Kang's intellectual quest finally culminated in the formation of a moral and historical worldview that he expressed in a series of writings published in the decade from the early 1890s to the early 1900s. Based on a bold and comprehensive reinterpretation of Confucianism that centered on the pivotal Confucian ideal of ren (human-heartedness), this view also reflected, in its redefinition of ren, ang's interest in non-Confucian thought. Ren provided Kang with a worldview that saw the essential and ultimate state of the cosmos as a selfless all-encompassing whole. Kang also retained the Confucian belief central to ren that the intrinsic goal of human existence is the moral perfection of individual and society. But his definition of moral perfection bears the profound influence of non-Confucian thought, for his vision of the ideal society, the "great unity" (datong ), was that of a universal moral community where egalitarianism, libertarianism, and hedonism would prevail. Since his conception of hedonism resulted from the impact of the materialistic doctrines of Western industrial society, his ideal society offered the radical combination of moral perfection, technological development, and material abundance.

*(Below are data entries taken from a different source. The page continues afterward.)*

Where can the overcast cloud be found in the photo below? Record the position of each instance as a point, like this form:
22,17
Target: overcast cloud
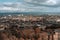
31,6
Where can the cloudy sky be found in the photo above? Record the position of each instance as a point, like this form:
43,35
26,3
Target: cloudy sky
30,5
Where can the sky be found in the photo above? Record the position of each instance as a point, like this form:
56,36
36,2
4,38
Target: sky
29,5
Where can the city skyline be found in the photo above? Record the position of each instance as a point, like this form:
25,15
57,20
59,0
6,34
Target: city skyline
30,5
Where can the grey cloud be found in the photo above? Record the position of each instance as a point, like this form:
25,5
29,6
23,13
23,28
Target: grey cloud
43,3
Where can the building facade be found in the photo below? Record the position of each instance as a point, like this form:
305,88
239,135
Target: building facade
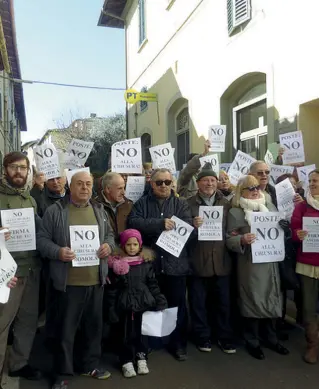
249,64
12,110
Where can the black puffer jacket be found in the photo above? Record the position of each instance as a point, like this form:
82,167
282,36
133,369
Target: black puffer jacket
136,290
147,216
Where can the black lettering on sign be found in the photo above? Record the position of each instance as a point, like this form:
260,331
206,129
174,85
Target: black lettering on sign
163,152
272,233
46,153
88,235
131,152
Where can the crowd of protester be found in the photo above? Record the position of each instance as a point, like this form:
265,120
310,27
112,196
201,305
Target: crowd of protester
217,288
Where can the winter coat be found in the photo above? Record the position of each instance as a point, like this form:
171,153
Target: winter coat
117,220
55,233
133,286
186,184
303,210
13,199
258,283
148,216
209,258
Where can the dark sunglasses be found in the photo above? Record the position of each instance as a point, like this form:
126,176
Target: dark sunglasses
161,182
252,188
261,173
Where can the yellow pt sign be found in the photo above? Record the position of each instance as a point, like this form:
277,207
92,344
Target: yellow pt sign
132,96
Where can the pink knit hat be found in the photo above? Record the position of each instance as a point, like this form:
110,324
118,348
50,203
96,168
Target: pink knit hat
130,233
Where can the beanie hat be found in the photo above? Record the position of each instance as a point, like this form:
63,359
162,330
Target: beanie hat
207,171
130,233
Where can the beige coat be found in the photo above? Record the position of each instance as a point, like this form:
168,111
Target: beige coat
259,284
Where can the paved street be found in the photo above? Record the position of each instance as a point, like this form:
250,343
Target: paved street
208,371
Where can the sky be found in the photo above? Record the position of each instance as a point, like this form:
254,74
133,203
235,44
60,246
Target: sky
59,41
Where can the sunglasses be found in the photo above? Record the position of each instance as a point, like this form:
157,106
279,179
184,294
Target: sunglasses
161,182
262,172
252,188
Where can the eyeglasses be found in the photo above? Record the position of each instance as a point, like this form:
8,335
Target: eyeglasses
252,188
262,172
23,168
161,182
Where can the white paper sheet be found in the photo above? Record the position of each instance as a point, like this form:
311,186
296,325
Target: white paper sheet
159,324
22,227
85,242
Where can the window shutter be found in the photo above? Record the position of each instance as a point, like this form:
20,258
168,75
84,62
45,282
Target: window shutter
238,12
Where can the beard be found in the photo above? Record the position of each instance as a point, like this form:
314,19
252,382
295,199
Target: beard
14,184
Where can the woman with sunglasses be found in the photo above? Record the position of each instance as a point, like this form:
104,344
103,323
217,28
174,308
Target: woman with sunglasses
260,298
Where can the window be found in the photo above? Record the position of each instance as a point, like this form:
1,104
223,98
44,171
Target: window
238,12
143,104
182,132
142,21
146,141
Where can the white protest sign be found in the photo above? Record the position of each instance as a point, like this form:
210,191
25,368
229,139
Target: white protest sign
303,173
47,160
134,187
293,145
269,159
127,156
173,241
285,194
70,173
77,153
225,167
85,242
21,224
217,137
212,227
8,268
163,157
213,160
311,242
276,171
269,245
160,324
240,166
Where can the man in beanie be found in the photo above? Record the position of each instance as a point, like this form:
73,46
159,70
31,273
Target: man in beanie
22,307
151,215
211,266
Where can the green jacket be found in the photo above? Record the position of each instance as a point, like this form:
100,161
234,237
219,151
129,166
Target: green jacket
12,199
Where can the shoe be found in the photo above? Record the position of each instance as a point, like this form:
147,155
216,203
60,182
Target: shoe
256,352
142,368
226,347
98,374
61,385
128,370
181,354
278,348
27,372
205,347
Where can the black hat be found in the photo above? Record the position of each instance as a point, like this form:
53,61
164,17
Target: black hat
207,171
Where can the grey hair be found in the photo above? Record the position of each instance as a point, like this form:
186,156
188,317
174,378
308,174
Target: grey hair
254,165
108,178
157,171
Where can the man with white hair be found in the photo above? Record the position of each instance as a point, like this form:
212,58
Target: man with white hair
116,205
79,294
261,171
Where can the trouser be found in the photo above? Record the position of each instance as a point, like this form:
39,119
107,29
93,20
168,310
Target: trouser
22,311
256,329
199,292
309,292
174,289
133,345
78,306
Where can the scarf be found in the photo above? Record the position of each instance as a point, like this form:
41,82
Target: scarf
313,201
250,206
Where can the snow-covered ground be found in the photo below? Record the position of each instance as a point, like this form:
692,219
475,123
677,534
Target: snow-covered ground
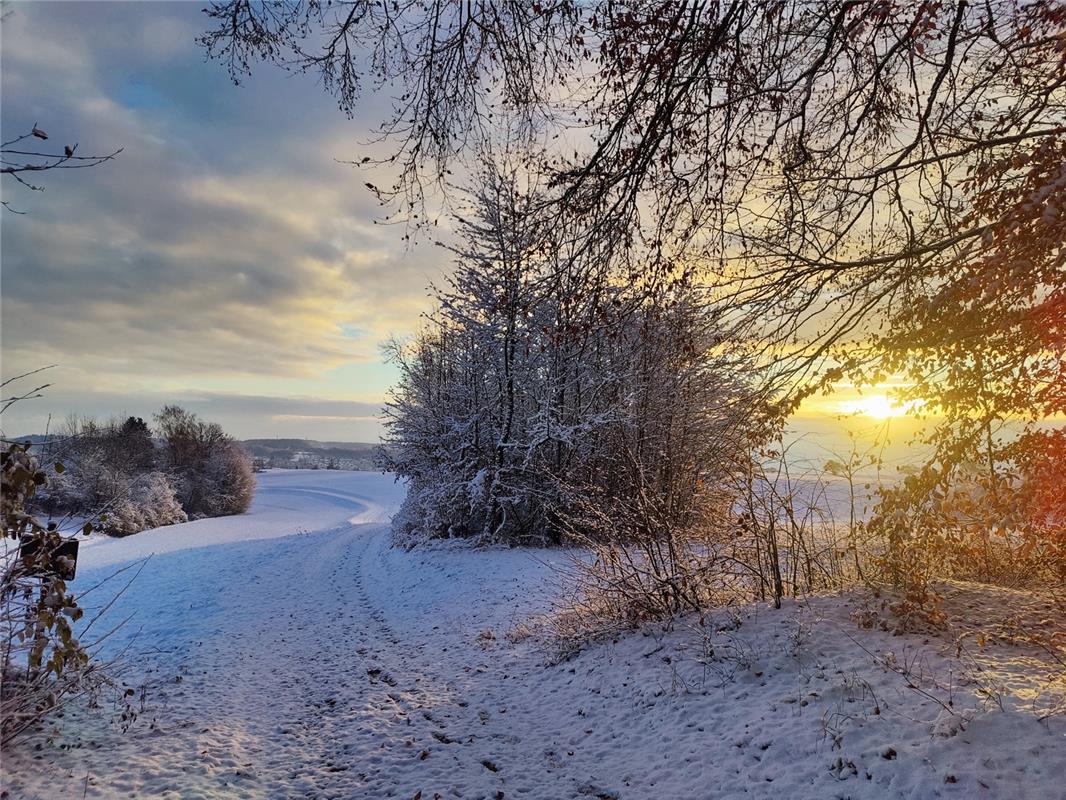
290,652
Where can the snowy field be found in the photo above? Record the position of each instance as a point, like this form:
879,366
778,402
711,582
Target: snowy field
291,653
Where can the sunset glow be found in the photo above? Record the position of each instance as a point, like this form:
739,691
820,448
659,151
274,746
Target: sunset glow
878,406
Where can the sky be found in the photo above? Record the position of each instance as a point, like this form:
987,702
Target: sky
225,260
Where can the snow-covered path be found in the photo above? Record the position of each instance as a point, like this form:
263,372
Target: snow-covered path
324,664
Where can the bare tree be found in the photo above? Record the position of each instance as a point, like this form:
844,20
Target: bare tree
22,158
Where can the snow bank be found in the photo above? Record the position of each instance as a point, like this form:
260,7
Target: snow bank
328,665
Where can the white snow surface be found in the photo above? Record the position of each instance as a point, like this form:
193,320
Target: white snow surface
292,653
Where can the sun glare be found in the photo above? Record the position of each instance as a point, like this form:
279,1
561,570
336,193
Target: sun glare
878,406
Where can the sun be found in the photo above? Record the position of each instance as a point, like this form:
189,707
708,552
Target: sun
878,406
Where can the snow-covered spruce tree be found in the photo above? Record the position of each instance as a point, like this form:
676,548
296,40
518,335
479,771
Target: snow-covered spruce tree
545,400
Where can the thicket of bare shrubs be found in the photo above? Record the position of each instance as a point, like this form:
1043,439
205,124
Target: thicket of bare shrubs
42,661
127,480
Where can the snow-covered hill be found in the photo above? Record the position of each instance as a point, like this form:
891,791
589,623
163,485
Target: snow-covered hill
290,652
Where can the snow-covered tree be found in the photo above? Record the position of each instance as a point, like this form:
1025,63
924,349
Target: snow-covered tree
545,399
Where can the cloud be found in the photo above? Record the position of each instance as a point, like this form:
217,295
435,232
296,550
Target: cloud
225,243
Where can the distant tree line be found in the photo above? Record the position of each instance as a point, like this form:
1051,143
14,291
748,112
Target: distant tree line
129,477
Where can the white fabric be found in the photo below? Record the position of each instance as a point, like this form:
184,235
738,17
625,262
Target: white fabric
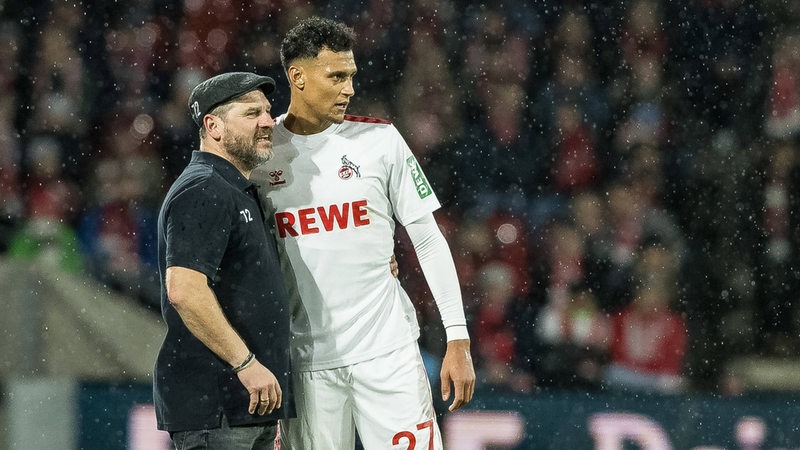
437,264
333,401
335,196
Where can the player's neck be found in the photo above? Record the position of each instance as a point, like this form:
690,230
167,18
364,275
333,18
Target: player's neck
303,123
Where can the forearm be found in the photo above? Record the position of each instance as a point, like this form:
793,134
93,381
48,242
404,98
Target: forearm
439,269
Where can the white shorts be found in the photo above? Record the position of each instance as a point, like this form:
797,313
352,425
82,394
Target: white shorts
387,399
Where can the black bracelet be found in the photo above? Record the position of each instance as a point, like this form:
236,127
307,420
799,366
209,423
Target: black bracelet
247,361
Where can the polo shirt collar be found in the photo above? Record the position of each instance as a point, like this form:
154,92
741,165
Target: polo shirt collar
228,171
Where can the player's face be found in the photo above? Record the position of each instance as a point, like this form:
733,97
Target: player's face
248,130
328,85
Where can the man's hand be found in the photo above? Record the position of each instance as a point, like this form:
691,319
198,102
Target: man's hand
457,369
265,392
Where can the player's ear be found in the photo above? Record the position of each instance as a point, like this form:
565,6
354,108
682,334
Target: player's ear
296,77
213,126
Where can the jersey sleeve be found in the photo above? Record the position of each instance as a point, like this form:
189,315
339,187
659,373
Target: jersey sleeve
409,191
197,230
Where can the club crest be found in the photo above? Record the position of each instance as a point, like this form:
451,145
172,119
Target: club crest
276,178
348,169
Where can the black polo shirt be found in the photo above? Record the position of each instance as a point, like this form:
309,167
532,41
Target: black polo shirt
212,222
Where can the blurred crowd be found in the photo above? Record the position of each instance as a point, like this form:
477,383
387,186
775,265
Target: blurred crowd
619,178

The radical tendencies in Kang's conception of ren were tempered by his teleological notion of histroy heavily influenced by the modern Western thought. In his view, the full realization of the ideal can be attained only through the gradual course of historical developement. Borrowing a scheme from an ancient commentary on the Confucian classic Chun qiu, Kang took the view that human history evolves through three stages, from "the age of chaos," which lay in the past, through an intermediate age of "emerging peace," to the final stage of "universal peace," or "great unity," to be realized in the future. Kang insisted that it was for this latter age alone that his radical reevaluation of ren was appropriate. He believed that, meanwhile, in the era preceding the "age of great unity," many of the conventional values of Confucianism remained relevant. These were the tenets of the moral-historical worldview that lay at the core of his efforts to have Confucianism accepted as a state religion.

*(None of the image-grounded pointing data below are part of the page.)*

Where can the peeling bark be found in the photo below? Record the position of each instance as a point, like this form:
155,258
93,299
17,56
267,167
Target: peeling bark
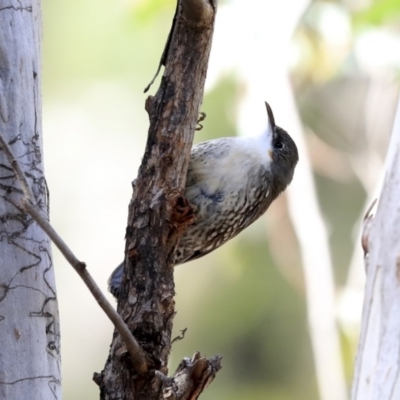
29,324
158,213
377,371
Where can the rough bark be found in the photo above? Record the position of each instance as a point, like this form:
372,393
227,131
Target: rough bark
377,373
29,324
158,213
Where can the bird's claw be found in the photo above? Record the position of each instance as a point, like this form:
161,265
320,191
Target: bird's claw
202,117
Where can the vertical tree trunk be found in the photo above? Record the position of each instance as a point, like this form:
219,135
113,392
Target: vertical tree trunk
377,374
157,215
29,324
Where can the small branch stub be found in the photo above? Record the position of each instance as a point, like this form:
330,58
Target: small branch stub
191,377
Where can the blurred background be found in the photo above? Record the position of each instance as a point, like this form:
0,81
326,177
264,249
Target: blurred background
281,302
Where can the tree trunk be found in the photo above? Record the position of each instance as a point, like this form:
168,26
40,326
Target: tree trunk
157,215
29,324
377,375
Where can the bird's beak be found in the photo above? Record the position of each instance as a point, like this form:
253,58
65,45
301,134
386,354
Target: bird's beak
271,119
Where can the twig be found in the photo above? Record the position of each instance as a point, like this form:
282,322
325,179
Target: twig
138,358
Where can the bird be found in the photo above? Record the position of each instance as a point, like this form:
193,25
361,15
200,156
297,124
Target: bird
230,183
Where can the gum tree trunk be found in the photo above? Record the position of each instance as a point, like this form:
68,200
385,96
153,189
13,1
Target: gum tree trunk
377,373
29,324
158,213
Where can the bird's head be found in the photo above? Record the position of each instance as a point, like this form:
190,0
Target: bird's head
283,153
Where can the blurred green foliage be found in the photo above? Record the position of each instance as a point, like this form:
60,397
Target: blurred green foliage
245,301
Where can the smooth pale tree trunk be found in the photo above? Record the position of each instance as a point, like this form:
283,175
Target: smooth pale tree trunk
377,375
29,323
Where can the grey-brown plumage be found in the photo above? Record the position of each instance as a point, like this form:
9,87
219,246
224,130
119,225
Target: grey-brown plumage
230,183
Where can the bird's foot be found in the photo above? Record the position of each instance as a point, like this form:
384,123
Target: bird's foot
202,117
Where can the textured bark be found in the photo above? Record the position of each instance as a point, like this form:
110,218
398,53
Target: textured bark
157,215
29,324
377,373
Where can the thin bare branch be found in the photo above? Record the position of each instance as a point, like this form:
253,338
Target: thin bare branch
138,359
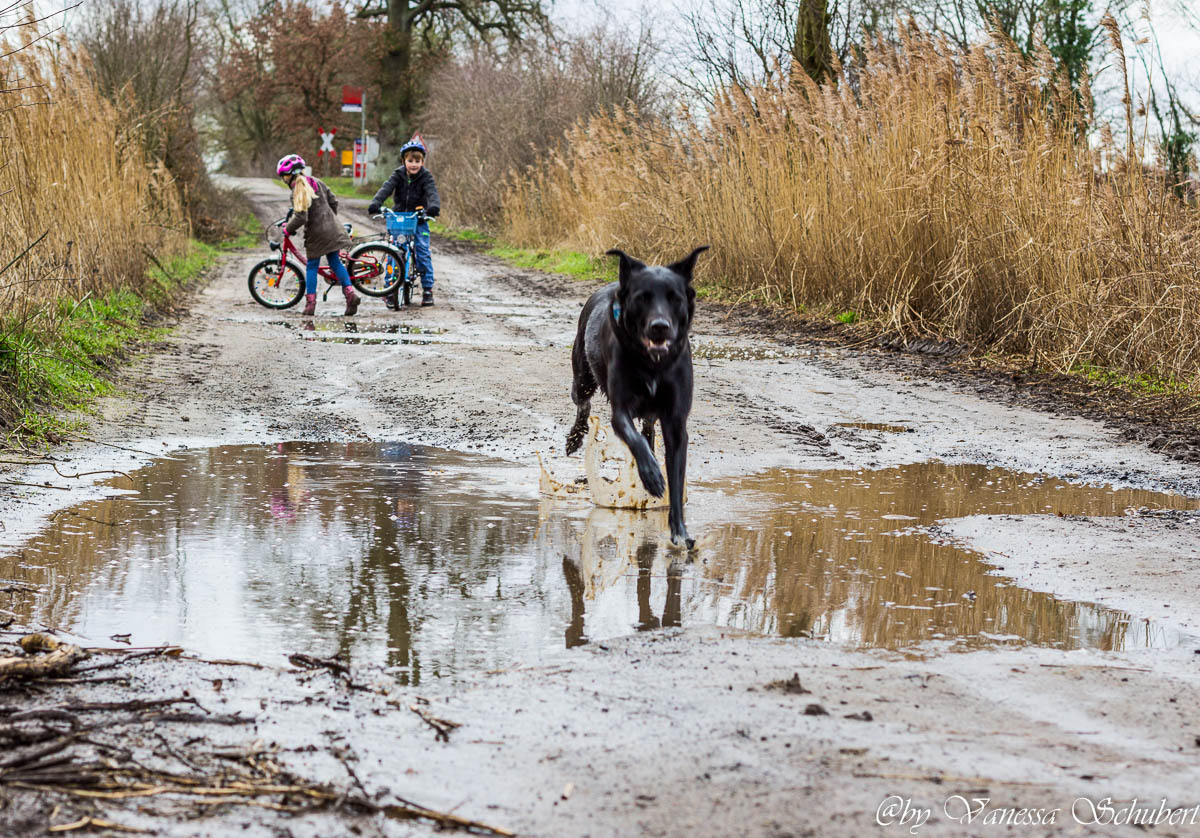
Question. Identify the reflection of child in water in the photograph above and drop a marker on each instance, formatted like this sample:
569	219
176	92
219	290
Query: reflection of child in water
281	507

Kang's reform movement culminated in 1898, when, under his guidance, the Guangxu emperor attempted to put into practice a wide-ranging program of political reform. The intervention of the dowager empress Cixi, who moved to imprison the emperor and nullify the imperial edicts little more than three months after they were issued, brought Kang's reforms to an abortive end. Together with his student Liang Qichao, Kang fled China and began an exile that lasted until 1913. During this period he continued his reformist efforts abroad and traveled extensively, deepening his understanding of the social and political forces that were shaping the modern world.

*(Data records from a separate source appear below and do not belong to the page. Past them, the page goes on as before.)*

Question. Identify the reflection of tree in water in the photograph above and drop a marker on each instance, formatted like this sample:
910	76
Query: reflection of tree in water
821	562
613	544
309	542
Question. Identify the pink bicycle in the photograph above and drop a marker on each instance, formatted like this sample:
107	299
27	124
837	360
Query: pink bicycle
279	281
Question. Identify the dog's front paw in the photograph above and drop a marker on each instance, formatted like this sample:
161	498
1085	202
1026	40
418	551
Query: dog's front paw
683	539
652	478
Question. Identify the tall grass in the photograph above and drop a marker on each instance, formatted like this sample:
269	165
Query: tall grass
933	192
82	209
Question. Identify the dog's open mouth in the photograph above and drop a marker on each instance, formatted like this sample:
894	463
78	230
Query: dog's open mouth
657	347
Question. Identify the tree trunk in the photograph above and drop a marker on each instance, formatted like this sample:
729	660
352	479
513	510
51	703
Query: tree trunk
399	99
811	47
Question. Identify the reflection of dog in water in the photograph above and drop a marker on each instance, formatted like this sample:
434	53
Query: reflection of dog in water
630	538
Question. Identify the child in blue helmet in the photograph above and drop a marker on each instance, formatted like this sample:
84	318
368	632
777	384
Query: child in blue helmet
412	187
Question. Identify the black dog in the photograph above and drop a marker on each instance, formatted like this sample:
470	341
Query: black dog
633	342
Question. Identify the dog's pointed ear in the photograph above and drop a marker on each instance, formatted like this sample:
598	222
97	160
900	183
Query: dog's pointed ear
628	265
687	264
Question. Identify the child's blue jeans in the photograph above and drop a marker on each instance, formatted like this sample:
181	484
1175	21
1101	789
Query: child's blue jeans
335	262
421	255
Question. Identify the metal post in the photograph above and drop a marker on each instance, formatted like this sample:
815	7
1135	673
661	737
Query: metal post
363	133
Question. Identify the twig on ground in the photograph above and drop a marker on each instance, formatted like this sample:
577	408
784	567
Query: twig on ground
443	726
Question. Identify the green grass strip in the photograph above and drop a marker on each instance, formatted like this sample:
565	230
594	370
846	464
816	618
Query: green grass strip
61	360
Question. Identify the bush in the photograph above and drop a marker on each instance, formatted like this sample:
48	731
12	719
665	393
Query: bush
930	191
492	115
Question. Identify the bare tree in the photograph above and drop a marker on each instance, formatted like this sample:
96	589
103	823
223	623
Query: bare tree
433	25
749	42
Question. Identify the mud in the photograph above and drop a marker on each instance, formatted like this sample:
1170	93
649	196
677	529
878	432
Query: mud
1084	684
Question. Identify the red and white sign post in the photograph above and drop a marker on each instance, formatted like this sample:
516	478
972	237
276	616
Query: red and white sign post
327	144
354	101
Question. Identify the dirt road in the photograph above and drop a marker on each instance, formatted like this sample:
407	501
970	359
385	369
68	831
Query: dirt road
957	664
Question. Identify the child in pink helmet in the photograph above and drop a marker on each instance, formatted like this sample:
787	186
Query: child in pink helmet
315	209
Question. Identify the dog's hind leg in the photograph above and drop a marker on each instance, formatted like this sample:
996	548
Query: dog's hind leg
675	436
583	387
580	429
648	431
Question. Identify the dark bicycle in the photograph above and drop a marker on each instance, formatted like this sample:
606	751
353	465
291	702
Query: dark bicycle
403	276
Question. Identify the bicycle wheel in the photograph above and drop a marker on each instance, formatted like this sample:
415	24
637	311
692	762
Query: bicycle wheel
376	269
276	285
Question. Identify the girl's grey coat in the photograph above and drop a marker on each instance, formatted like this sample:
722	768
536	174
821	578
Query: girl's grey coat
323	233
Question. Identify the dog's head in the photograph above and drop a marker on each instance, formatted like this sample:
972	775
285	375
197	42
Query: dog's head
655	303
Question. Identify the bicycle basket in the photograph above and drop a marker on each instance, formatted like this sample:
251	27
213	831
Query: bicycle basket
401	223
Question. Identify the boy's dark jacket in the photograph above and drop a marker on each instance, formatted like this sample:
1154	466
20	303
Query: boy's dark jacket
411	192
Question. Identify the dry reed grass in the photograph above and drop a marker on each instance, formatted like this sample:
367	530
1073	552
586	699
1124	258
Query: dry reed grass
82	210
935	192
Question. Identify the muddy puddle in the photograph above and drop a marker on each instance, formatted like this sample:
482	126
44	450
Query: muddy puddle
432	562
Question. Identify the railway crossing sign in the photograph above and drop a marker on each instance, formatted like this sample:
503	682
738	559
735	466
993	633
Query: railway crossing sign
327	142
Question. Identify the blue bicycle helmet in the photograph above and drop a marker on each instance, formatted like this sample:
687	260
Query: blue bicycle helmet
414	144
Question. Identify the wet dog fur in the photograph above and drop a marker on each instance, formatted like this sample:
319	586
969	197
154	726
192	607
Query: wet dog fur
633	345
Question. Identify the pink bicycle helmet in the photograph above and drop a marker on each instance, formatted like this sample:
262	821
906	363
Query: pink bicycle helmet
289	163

Upon his return to China, Kang resumed his efforts to implement the promotion of Confucianism as a state religion. Convinced that the revolution of 1911, in which the traditional monarchy had been replaced by a republican form of government, had only served to impede the historical evolution of the ideal society, he joined the warlord Zhang Xun in an ill-fated attempt to restore Manchu rule in 1917. In the writings of his later years, Kang remained faithful to the interpretation of Confucianism that he had formulated in the 1890s, but, because the intellectual climate of China had changed, his views never regained their former influence.

Bibliography

Hsiao Kung-chuan. A Modern China and a New World: K'ang Yu-wei, Reformer and Utopian, 18581927. Seattle, 1975.

Lo Jung-pang, ed. and trans. K'ang Yu-wei: A Biography and a Symposium. Tucson, 1967.

Thompson, Laurence G., trans. Ta T'ung Shu: The One-World Philosophy of K'ang Yu-wei. London, 1958.

Fang Delin. Ruxue di Weiji yu Shanbian: Kang Youwei Yu Jindai Ruxue. Taipei, 1992.

Zang Shijun. Kang Youwei datong Sixiang Yenjiu. Guangdong, 1997.